Goof alert! I usually mix all my brine and spices into a large crock (below) so I threw everything into the pitcher for this tutorial.  This was my first run with these smaller jars and I didn't use all the brine, leaving me to scoop and scrape the garlic out of the pitcher and into the jar after the fact. You can see the spices in the brine in the pitcher. Ignore that, put your spices in the jar!  The smaller jar probably would have been fine with half the spices and garlic, but having twice as much didn't hurt.  Luckily, we love garlic in our house! If you don't have a mason jar or a big crock, any large plastic or glass container will work, a big cookie jar, or a food grade bucket from a fast food joint. A wide top is useful, so you can more easily submerge the cucumbers. This glass crock was under $10. I think it came from Old Time Pottery or Garden Ridge. 

Pack the cucumbers into the jar. It helps if you can wedge them in enough that they don't float around too much, but you want them loose enough that the brine can get in and around all the cukes.
Right before my craving for pickles, my hubby bought a set of "Pickl-it" fermenting jars. I figured this was a great opportunity to try them out. They come with a glass dunk'r, to hold the food under the brine (visible below) and a nifty airlock to keep anything unwanted out of the jar, including oxygen, while allowing fermentation gasses to bubble off.  In the past, I've had issues with yeast or other less desirable things growing in my pickles, with the pickl-it airlock, I had none of that!  (and they didn't pay me to say that, or give me swag...though I'm not opposed to swag!)

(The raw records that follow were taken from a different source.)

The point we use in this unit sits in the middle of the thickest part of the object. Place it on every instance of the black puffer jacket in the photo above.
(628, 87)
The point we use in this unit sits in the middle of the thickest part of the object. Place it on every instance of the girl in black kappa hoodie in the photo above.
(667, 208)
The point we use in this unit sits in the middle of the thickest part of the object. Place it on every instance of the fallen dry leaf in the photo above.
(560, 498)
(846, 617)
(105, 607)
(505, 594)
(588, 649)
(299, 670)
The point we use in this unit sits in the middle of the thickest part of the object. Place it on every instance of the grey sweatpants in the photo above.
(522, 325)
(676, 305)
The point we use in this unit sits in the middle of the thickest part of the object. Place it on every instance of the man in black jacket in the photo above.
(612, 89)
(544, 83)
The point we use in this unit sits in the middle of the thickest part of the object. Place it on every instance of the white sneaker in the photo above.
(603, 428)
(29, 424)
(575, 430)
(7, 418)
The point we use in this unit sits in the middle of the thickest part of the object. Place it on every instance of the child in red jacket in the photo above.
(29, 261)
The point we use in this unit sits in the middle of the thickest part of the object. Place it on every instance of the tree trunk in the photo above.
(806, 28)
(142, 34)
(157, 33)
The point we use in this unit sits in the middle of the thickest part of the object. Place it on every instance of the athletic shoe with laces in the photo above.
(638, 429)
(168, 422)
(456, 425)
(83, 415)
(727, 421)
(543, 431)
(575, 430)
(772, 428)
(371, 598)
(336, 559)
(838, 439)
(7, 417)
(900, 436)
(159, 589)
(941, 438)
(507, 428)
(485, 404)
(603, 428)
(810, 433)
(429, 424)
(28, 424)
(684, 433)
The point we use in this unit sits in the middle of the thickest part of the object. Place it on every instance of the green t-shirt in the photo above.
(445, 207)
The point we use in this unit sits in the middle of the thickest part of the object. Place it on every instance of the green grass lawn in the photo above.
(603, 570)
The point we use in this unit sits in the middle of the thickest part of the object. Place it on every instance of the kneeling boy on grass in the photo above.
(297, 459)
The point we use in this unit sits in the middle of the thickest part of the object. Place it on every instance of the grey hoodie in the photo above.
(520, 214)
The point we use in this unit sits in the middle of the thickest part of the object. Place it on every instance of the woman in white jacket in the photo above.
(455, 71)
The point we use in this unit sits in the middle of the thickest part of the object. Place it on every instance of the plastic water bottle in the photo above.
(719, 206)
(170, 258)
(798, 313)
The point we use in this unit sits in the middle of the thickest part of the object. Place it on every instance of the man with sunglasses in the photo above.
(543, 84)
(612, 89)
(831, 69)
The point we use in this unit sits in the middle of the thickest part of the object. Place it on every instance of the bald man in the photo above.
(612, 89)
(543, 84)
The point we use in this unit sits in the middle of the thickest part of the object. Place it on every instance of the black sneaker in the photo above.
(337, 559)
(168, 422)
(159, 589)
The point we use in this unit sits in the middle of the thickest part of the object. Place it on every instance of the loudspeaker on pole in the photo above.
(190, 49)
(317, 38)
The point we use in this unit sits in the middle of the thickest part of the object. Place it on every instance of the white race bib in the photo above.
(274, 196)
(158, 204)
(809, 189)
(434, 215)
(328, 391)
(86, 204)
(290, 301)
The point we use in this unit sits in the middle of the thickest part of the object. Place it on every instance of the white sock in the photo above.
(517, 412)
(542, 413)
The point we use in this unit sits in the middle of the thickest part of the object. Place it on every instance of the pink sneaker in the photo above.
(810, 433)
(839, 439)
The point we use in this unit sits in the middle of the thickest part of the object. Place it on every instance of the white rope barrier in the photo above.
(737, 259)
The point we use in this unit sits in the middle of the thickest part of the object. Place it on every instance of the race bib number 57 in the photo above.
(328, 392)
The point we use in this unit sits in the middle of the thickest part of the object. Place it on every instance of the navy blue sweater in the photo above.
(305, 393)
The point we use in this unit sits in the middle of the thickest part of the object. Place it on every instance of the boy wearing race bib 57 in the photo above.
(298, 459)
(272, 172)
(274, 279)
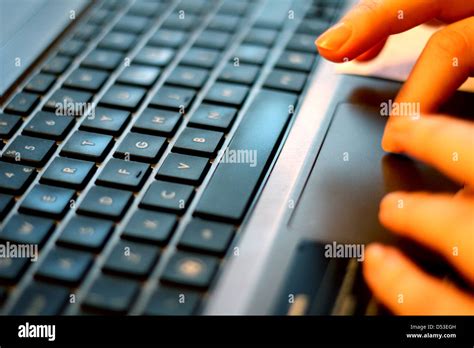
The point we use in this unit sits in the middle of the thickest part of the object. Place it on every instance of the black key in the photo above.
(224, 22)
(48, 201)
(169, 38)
(296, 60)
(40, 83)
(86, 233)
(248, 53)
(57, 65)
(170, 301)
(286, 80)
(213, 117)
(72, 47)
(118, 41)
(143, 8)
(68, 102)
(331, 286)
(193, 6)
(8, 125)
(131, 259)
(201, 57)
(150, 227)
(273, 15)
(156, 56)
(3, 295)
(88, 79)
(302, 42)
(103, 59)
(87, 146)
(29, 150)
(323, 10)
(232, 186)
(261, 36)
(15, 178)
(106, 121)
(178, 21)
(188, 77)
(190, 269)
(22, 103)
(124, 174)
(173, 97)
(213, 39)
(49, 125)
(233, 7)
(41, 299)
(111, 294)
(199, 141)
(242, 73)
(226, 93)
(68, 172)
(183, 168)
(141, 147)
(65, 265)
(99, 16)
(12, 268)
(313, 26)
(6, 203)
(27, 229)
(139, 75)
(303, 279)
(167, 196)
(132, 24)
(87, 31)
(207, 236)
(106, 202)
(159, 122)
(123, 96)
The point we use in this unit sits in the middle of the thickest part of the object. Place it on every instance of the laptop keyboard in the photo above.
(130, 189)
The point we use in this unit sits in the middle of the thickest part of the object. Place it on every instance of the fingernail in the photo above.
(394, 135)
(335, 38)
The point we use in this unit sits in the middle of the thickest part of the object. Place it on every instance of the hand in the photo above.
(444, 223)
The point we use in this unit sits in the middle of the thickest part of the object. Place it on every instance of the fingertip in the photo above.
(387, 207)
(374, 257)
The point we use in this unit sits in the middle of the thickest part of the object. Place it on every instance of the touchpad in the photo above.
(350, 176)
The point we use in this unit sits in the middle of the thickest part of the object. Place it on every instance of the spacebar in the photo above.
(236, 179)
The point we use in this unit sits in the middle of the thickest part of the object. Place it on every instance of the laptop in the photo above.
(190, 157)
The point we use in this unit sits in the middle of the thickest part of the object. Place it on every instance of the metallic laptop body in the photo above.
(322, 188)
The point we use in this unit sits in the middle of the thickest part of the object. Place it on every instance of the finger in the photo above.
(406, 290)
(443, 222)
(465, 192)
(445, 63)
(443, 142)
(372, 53)
(372, 21)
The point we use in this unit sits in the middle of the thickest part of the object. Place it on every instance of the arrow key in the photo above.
(183, 168)
(15, 178)
(106, 121)
(128, 175)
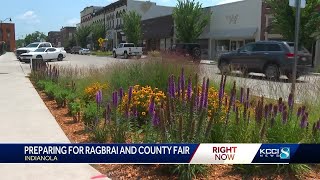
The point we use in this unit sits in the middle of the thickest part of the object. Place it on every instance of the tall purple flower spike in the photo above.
(304, 121)
(189, 90)
(205, 103)
(202, 93)
(290, 101)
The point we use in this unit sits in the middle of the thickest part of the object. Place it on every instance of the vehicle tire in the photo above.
(60, 57)
(39, 57)
(225, 67)
(125, 55)
(290, 77)
(271, 71)
(196, 53)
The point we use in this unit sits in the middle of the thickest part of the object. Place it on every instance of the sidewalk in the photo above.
(24, 118)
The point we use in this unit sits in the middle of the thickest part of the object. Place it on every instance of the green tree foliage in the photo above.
(98, 31)
(284, 20)
(34, 37)
(132, 27)
(82, 34)
(190, 20)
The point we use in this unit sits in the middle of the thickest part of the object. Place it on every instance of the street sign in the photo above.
(292, 3)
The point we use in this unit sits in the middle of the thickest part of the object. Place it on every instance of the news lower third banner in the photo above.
(160, 153)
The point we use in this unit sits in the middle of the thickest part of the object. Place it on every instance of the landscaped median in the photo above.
(155, 102)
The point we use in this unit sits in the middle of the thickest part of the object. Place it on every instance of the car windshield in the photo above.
(40, 50)
(33, 45)
(301, 48)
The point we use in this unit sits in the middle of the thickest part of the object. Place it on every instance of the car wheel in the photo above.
(60, 57)
(125, 55)
(224, 67)
(290, 77)
(272, 71)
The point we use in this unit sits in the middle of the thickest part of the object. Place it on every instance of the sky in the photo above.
(44, 16)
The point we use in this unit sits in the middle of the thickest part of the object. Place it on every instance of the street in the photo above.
(308, 87)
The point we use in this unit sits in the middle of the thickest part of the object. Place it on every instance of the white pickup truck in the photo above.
(32, 47)
(126, 50)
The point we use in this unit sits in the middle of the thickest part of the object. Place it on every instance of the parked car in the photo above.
(126, 50)
(75, 49)
(32, 47)
(192, 49)
(46, 54)
(84, 51)
(273, 58)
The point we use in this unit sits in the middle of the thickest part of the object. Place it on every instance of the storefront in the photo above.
(233, 25)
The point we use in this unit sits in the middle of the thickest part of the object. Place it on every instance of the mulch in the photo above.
(75, 132)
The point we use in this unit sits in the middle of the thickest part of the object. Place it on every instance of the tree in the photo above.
(284, 20)
(98, 31)
(132, 27)
(35, 37)
(190, 20)
(82, 34)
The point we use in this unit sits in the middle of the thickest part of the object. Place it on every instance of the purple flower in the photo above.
(108, 114)
(205, 103)
(203, 93)
(155, 119)
(266, 111)
(241, 95)
(284, 117)
(275, 110)
(120, 94)
(304, 121)
(290, 101)
(151, 106)
(182, 80)
(130, 95)
(99, 97)
(189, 90)
(299, 111)
(318, 125)
(179, 87)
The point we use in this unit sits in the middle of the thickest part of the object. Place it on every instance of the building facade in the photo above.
(66, 34)
(54, 38)
(158, 33)
(7, 35)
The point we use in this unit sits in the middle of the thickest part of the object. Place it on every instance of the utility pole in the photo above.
(296, 46)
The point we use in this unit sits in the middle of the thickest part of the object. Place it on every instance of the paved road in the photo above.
(307, 88)
(24, 118)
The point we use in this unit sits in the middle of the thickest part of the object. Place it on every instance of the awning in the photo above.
(243, 33)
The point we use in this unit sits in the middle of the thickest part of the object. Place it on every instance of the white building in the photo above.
(231, 26)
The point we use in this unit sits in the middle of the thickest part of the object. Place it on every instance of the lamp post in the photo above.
(2, 37)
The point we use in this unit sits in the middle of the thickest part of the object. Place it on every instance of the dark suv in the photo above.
(192, 49)
(273, 58)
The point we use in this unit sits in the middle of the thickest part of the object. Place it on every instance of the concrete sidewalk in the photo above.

Pour the brine over the cucumbers, covering completely. If you don't have these fancy jars, you can use a smaller dish to hold the cukes down, or a baggie filled with brine.  In my big crock above, I use a plastic needlepoint mesh cut to fit just inside the top, with a small plate or ramekin perched on top of it to hold it all down.
Leave your jar in a room temperature place, out of direct sunlight and away from extreme temperatures, for at least 3 days. The water will get cloudy, even downright murky!  There will be little bubbles. There may even be mold on top. If so, just scoop it off with a spoon. If you aren't used to fermenting your own food, it may look a little scary.  I promise you, it's ok!  These pickles are actually quite good for you!  They do wonders for your intestinal flora!  If you're scared, you can read up at the extension service, or any of the MANY internet sources about fermented foods to be sure you're doing it right. If you're not sure, or the whole thing looks like it's gone way off, or smells way off, by all means toss them and start over. This is supposed to be fun, not give you a belly ache!
After 3 days, move the jar to the fridge. (with the pickl-it, you can remove the airlock and put in the rubber stopper) Give the new pickles a little time to get cold, then dig in!  There are no more pictures because this batch didn't last long enough!  Once they hit the fridge, hubby, who has since developed a taste for the briny beauties, and I devoured them. You can let them sit longer, and they will get more and more sour. In a week or 2, depending on the weather, you'll have full sour pickles.  This is another reason these are so hard to find, the shelf life is so short! Both hubby and a dear friend of mine who knew my plight eventually found a commercial jarred half sour pickle, but they only pop up in stores briefly and then are gone again. It's easier to just make your own!

Do you have a favorite kind of pickle?  Is there a recipe that you grew up with that you've been trying to replicate as an adult?